"Give a man to fish, feed him for a day. Teach a man to fish, feed him for a lifetime." -- Lao TZU
BTI Consulting Group, a leader in legal industry research, recently released the results of a study that showed that despite deep budget cuts at large law firms, "business development is one of the few marketing areas where law firm executives are more willing to increase spending." Of the firms interviewed, including firms of all sizes, "[n]early 70 percent said they planned to provide more marketing coaching to lawyers." BTI's Benchmarking Law Firm Marketing and Business Development Strategies, 2009. It seems that even in a tough economy these firms are taking the old adage, "teach a man to fish..." very seriously.
But teaching your attorneys to fish for new business is not just about making them more capable of taking care of themselves; it's about maximizing the ability of the firm to generate business. No matter how great the few rainmakers at a firm are at generating business for the rest to feed on, the "two rainmaker business plan" will forever limit the growth of a firm by the talents, time, energy and health of those few rainmakers. This is not anything new. Most firms in this situation know it is a problem, but what are they doing about it?
To the rainmakers that built the firm, business development is second nature. Yes it takes time, but it's something so obvious and inherent to them that many just assume others should inherently know how to do it. They assume that the lack of business development is from a lack of motivated rather than know how. The associates are told they need to "network," to go to some association meetings, etc. but they are given very little direction on how to be effective in doing so. (i.e. how to determine the associations they should be joining; what they should do once they join; how they should go about getting noticed, etc.) Perhaps it is less a lack a motivation, and more a lack of knowledge and understanding of how to be effective. It's like Mozart expecting others to just sit down and play the piano because that's what he did. He looked at the piano and just knew how to play. But just because others can't do what Mozart did, does not mean that they can't be taught to play.

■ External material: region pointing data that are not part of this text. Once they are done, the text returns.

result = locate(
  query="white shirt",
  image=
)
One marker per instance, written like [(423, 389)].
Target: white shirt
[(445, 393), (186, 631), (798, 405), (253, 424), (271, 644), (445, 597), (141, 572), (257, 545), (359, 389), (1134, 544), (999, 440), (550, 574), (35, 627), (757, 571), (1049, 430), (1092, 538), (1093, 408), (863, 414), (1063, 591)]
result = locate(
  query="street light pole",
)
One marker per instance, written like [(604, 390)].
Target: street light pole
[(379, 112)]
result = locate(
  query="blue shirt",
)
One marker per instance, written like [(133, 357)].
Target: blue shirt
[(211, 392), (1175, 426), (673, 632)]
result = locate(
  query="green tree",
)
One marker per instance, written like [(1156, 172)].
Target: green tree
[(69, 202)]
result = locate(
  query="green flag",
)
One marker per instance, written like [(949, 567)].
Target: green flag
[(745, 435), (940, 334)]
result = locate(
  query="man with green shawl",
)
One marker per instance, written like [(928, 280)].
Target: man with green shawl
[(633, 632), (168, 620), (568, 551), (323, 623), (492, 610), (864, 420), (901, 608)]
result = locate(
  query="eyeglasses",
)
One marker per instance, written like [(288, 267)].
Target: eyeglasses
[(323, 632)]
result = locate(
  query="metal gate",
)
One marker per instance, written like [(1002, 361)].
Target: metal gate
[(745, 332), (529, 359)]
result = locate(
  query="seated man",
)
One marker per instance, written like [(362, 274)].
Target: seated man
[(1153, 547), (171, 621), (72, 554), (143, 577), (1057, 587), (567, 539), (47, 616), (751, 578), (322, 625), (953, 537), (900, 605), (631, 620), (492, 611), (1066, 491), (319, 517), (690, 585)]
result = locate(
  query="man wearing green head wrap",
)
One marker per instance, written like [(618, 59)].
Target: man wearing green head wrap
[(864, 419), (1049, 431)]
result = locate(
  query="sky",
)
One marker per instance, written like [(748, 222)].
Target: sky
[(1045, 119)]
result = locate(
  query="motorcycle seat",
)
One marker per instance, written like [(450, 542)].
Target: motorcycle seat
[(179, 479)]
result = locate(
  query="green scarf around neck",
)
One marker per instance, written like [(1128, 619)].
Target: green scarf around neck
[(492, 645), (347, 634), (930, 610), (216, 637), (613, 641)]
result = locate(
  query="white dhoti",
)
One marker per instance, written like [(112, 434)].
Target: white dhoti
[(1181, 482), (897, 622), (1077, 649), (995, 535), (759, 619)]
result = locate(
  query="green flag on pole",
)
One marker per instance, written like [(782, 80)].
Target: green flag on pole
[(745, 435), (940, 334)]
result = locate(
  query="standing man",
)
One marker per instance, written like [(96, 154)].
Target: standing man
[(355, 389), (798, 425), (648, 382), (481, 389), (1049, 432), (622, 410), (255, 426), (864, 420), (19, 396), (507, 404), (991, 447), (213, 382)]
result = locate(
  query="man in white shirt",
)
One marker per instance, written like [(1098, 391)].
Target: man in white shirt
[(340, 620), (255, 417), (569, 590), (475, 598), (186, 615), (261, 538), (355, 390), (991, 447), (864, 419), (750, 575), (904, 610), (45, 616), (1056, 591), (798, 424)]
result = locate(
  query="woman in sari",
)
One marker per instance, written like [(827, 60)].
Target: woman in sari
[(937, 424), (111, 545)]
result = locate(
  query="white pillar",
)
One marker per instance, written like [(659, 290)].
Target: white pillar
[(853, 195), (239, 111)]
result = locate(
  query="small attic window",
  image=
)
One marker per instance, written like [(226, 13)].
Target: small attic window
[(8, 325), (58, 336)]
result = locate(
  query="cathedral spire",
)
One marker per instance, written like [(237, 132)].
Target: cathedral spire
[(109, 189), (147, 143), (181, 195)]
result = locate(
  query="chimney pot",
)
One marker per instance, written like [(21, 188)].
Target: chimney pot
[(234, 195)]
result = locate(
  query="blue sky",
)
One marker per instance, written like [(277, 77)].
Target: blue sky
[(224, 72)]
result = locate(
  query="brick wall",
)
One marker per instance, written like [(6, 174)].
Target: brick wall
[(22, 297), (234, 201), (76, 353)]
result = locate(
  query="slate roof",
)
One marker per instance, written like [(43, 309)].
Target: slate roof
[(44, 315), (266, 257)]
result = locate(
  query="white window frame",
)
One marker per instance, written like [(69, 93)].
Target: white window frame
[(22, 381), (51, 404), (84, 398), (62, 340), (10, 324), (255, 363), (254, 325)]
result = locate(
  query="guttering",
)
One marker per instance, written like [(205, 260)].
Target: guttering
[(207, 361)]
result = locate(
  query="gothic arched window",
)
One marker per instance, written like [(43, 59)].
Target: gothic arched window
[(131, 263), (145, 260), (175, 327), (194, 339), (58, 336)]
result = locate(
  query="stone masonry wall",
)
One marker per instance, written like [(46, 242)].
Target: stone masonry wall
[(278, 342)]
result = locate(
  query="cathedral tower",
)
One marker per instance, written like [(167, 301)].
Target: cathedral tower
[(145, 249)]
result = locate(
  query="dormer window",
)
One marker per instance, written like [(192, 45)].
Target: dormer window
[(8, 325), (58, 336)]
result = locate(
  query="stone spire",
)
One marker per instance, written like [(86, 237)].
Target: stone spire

While coaching will not make someone the Mozart of rainmaking, it can make them pretty good at it, which can be enough to make a significant contribution to the firm as a whole. Apparently a good percentage of law firms realize this, given the increased dollars they are devoting to business development coaching. Is it a lack of motivation, or do they need to be taught how to fish? Either way, the right kind of coaching can provide the solution.